Oh these guys (given what they’ve already asked you to do, with the bike shelter and so on) have already found a way to manipulate you. You are already feeling horrible over something that happens on every street in every town on the planet relatively frequently. Building work. Next time they’ll ask you not to flush toilet, not to talk, then what, not to breathe? I had a neighbour that was beginning to be like this, things had to be nipped in the bud. It’s best not to have a relationship with such people. Like almost everyone here is saying - tell them, noisy work will be done during the hours allowed by the council. It’s important to be confident with these people. Short and to the point. Laws regulate situations like this to make sure there is compromise. Work is allowed, but noisy work within certain hours only. To balance the needs of those who need quiet time and the needs of those who need to get the house done. But some people (like your neighbours) will not really respect the others’ rights and will try to take take take as much as posdible.

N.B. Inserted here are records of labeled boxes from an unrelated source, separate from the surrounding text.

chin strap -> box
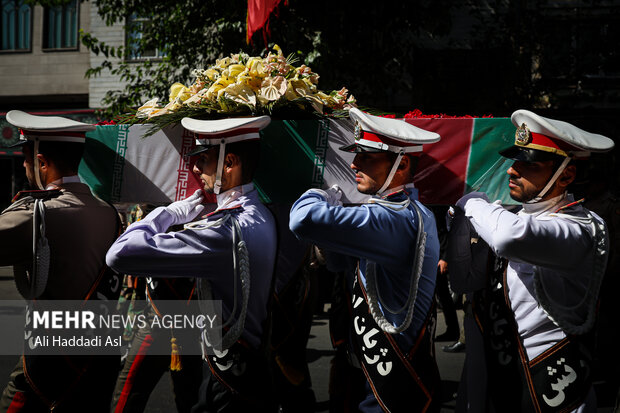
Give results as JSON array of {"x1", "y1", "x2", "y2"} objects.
[
  {"x1": 32, "y1": 138, "x2": 45, "y2": 189},
  {"x1": 377, "y1": 148, "x2": 405, "y2": 194},
  {"x1": 213, "y1": 139, "x2": 226, "y2": 195},
  {"x1": 526, "y1": 157, "x2": 571, "y2": 204}
]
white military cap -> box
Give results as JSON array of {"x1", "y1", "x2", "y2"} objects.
[
  {"x1": 500, "y1": 109, "x2": 614, "y2": 162},
  {"x1": 340, "y1": 108, "x2": 440, "y2": 153},
  {"x1": 6, "y1": 110, "x2": 96, "y2": 145},
  {"x1": 181, "y1": 115, "x2": 271, "y2": 156}
]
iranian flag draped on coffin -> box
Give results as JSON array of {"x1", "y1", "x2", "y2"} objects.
[{"x1": 79, "y1": 118, "x2": 515, "y2": 204}]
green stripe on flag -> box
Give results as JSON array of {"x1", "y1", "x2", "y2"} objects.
[
  {"x1": 254, "y1": 120, "x2": 320, "y2": 203},
  {"x1": 465, "y1": 118, "x2": 515, "y2": 203},
  {"x1": 78, "y1": 125, "x2": 129, "y2": 202}
]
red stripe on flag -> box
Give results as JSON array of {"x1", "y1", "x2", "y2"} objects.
[
  {"x1": 405, "y1": 119, "x2": 474, "y2": 205},
  {"x1": 247, "y1": 0, "x2": 282, "y2": 43}
]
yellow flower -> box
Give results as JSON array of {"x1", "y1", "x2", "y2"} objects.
[
  {"x1": 285, "y1": 78, "x2": 311, "y2": 100},
  {"x1": 215, "y1": 57, "x2": 232, "y2": 69},
  {"x1": 205, "y1": 69, "x2": 220, "y2": 80},
  {"x1": 183, "y1": 88, "x2": 208, "y2": 106},
  {"x1": 206, "y1": 78, "x2": 232, "y2": 100},
  {"x1": 218, "y1": 83, "x2": 256, "y2": 106},
  {"x1": 258, "y1": 76, "x2": 288, "y2": 102},
  {"x1": 222, "y1": 65, "x2": 245, "y2": 80},
  {"x1": 136, "y1": 98, "x2": 162, "y2": 118},
  {"x1": 170, "y1": 83, "x2": 192, "y2": 102}
]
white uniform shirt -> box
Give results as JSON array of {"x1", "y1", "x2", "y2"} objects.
[{"x1": 464, "y1": 195, "x2": 602, "y2": 360}]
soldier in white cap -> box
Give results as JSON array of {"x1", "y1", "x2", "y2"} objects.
[
  {"x1": 457, "y1": 110, "x2": 614, "y2": 412},
  {"x1": 106, "y1": 116, "x2": 276, "y2": 412},
  {"x1": 0, "y1": 110, "x2": 120, "y2": 412},
  {"x1": 290, "y1": 109, "x2": 440, "y2": 412}
]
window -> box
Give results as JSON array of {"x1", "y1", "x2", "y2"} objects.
[
  {"x1": 43, "y1": 0, "x2": 78, "y2": 50},
  {"x1": 0, "y1": 0, "x2": 32, "y2": 51},
  {"x1": 125, "y1": 14, "x2": 164, "y2": 60}
]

RollOnSunshine · Yesterday 21:07

I think carrying on with the project is fine. As long as your tradespeople are not still working after 6pm.

Hangingcrystal · Yesterday 21:08

OP they sound completely unreasonable already.

I think you should speak to someone about your anxiety with this, it seems very extreme.

THEY are unreasonable and your prostrating yourself over their demands will exacerbate them.

THEY are unreasonable.
Work is noisy, but it is a part of life.
Keep it between 8-6pm, and keep it as reasonable as possible at the weekends and you will be doing more than most.

As for the lane?
Screw that.

They will make your life a misery if you don't enforce boundaries.
They are neighbours, and fences and high walls make good ones.

They are not family and stop trying to enforce an intimacy.

It will bite you on the arse worse that it already has.

TeaIsLovely · Yesterday 21:09

Unless their daughter studies 9am-5pm five days per week… but she won’t. You offered her a quiet space to study from. Alternatively, they could book a desk in a co-working space by the hour (and you could offer to pay for that). That’s all you can do. They’ll be your (new) neighbours for some time to come and personally, I would be mortified if I had demanded my (new) neighbours to fork out 30K so that my DD could have quiet time to study. That’ll be always a sore point - and you’ll end up hating yourselves for forking out that 30k. I expect their “asks” won’t end there.